Go to contents

[Editorial] Another Nat’l Security Breach

Posted October. 29, 2009 08:54,   


A South Korean civilian passed through the iron fences surrounding the eastern front to enter North Korea. This incident shows how seriously the South Korean military has lowered its guard. A person got through the three-tiered iron fences nearby a guard post and crossed the Military Demarcation Line, but the Army found out only after the North’s state-run Korean Central News Agency announced the defection. Pyongyang sneered at Seoul’s loose defense, saying, “While working for a frontline unit in the past, Kang Dong-lim yearned for life in our country and tried to cross the border, but didn’t get a chance. Now he feels extremely happy because he has fulfilled his dream.”

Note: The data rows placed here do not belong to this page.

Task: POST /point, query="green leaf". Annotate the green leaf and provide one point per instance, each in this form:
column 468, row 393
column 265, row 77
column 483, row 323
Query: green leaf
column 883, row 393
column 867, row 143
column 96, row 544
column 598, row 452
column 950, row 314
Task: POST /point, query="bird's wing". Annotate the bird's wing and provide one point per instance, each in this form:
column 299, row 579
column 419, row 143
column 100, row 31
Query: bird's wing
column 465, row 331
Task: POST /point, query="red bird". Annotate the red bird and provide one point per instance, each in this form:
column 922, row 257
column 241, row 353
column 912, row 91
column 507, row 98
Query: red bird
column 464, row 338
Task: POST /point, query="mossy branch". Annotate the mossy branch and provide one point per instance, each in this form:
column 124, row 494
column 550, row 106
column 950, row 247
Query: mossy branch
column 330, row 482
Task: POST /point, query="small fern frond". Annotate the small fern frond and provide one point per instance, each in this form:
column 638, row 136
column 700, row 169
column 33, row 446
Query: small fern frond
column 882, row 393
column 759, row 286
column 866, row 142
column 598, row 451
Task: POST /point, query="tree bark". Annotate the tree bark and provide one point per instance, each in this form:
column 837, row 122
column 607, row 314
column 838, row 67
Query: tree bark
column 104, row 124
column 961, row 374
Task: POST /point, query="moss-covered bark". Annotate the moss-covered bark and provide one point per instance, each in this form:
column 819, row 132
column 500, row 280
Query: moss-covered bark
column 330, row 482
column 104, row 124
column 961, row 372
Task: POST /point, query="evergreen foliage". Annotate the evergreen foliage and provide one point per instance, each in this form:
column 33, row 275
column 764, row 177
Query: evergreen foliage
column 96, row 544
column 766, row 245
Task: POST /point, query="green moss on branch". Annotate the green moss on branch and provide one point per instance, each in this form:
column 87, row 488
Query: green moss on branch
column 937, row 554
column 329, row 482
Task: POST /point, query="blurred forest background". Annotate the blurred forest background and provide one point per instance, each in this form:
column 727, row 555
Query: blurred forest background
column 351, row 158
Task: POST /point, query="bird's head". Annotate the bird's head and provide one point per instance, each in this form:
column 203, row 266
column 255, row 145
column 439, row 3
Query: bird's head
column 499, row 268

A small hole can lead to the breakdown of a gigantic bank and a weak link can doom a strong chain. Likewise, negligence by a military guard could seriously threaten national security. A leaf tells the condition of the tree to which it belongs. Similarly, the level of national security readiness shows the attitude of a country’s military. Examples of lapses in the Republic of Korea’s national security abound. In January 1968, 31 North Korean commandoes infiltrated South Korea and even attempted an attack on the presidential office in Seoul. In October that year, 120 more North Korean forces entered Uljin County in North Gyeongsang Province and Samcheok in Gangwon Province and killed 23 civilians. Kang’s defection brings to mind the saying that a commander who fails to finish an operation can be forgiven, but one who lowers his guard against an enemy cannot. The South Korean Army says Kang easily passed the iron fences since he used to work in the area. What a flimsy excuse. The South Korean people are fed up with the lame excuses their military comes up with whenever a problem is discovered.

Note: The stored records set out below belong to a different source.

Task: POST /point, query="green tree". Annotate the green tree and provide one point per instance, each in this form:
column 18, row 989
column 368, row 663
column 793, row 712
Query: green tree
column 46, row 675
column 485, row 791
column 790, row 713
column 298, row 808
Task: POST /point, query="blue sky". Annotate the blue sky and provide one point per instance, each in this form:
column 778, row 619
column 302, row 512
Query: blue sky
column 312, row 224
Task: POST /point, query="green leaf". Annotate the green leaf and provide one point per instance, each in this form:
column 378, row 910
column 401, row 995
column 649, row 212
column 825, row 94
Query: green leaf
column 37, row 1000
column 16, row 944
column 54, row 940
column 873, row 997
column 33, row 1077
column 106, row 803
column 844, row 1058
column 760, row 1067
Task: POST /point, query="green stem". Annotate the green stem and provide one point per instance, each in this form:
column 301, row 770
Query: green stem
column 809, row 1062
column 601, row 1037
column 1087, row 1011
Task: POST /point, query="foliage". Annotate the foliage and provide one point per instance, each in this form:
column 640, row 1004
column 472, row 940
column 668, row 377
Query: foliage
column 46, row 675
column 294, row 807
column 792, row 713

Soldiers need neither state-of-the-art equipment nor advanced technologies for monitoring at guard posts. Had they had guns, hand grenades and night vision devices and strictly followed rules, they could have prevented this disastrous event from happening. Only a few months have passed since the deaths of six civilians after South Korea’s armed forces failed to report an abrupt rise in the water level of the Hwanggang Dam in the North. In addition, soldiers a few weeks ago did not recognize a boat occupied by 11 North Korean defectors until after the vessel approached the east coast.

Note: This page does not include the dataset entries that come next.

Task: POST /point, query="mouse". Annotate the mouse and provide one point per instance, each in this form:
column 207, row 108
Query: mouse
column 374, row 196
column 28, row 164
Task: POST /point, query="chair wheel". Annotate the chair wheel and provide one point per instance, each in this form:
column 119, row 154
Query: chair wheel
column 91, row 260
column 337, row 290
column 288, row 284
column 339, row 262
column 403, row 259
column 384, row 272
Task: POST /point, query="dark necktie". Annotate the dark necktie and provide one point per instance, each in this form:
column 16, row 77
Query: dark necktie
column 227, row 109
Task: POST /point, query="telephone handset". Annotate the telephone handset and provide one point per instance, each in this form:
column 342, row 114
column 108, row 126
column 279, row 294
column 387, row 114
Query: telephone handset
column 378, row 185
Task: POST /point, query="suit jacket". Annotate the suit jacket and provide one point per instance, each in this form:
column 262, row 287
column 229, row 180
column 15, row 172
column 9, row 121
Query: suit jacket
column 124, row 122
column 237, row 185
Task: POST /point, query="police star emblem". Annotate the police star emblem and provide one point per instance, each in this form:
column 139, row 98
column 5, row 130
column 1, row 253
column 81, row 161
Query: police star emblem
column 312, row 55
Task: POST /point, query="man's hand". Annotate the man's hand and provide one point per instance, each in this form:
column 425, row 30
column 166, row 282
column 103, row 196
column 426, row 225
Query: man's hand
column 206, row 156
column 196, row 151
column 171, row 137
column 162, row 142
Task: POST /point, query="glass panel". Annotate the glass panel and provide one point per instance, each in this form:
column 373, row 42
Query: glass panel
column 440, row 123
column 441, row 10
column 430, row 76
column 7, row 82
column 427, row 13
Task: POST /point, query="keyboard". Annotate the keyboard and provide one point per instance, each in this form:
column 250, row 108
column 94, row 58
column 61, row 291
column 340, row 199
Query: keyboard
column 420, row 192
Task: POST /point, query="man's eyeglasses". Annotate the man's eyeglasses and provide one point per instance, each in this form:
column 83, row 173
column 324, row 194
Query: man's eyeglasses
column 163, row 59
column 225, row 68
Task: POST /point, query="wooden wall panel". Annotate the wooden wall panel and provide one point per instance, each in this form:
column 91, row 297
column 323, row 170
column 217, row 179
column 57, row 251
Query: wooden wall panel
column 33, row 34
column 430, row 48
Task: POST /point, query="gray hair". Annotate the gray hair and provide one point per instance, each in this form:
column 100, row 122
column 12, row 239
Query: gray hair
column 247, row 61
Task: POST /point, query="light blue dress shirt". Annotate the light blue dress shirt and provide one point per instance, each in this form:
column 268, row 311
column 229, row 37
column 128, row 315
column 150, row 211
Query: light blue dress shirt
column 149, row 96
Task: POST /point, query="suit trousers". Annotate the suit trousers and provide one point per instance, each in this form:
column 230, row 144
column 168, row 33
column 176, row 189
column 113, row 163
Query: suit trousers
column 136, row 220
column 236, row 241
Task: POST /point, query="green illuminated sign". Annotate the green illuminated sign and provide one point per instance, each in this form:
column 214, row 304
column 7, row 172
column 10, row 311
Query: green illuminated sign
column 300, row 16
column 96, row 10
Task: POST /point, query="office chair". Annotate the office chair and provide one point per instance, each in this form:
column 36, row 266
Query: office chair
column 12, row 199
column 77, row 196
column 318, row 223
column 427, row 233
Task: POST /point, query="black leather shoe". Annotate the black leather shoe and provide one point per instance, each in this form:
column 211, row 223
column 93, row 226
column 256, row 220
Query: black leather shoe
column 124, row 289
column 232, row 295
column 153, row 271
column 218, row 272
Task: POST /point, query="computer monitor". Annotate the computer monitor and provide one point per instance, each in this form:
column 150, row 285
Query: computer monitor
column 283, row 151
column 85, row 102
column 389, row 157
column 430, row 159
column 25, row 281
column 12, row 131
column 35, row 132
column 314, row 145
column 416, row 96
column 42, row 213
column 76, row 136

Experts say the number of experienced soldiers at guard posts has decreased because the service period has been shortened. Officers, noncommissioned officers and soldiers are also allowed to leave the posts after a short period of service ranging from six months to a year. This means fundamental solutions are required. Those who have guarded iron fences say perfect defense of the area is impossible. Yet they must feel embarrassed over the military’s failure to discover the hole 30 centimeters wide and 40 centimeters high through the iron fence that Kang made. So the question is, doesn’t President Lee Myung-bak feel uneasy over national security?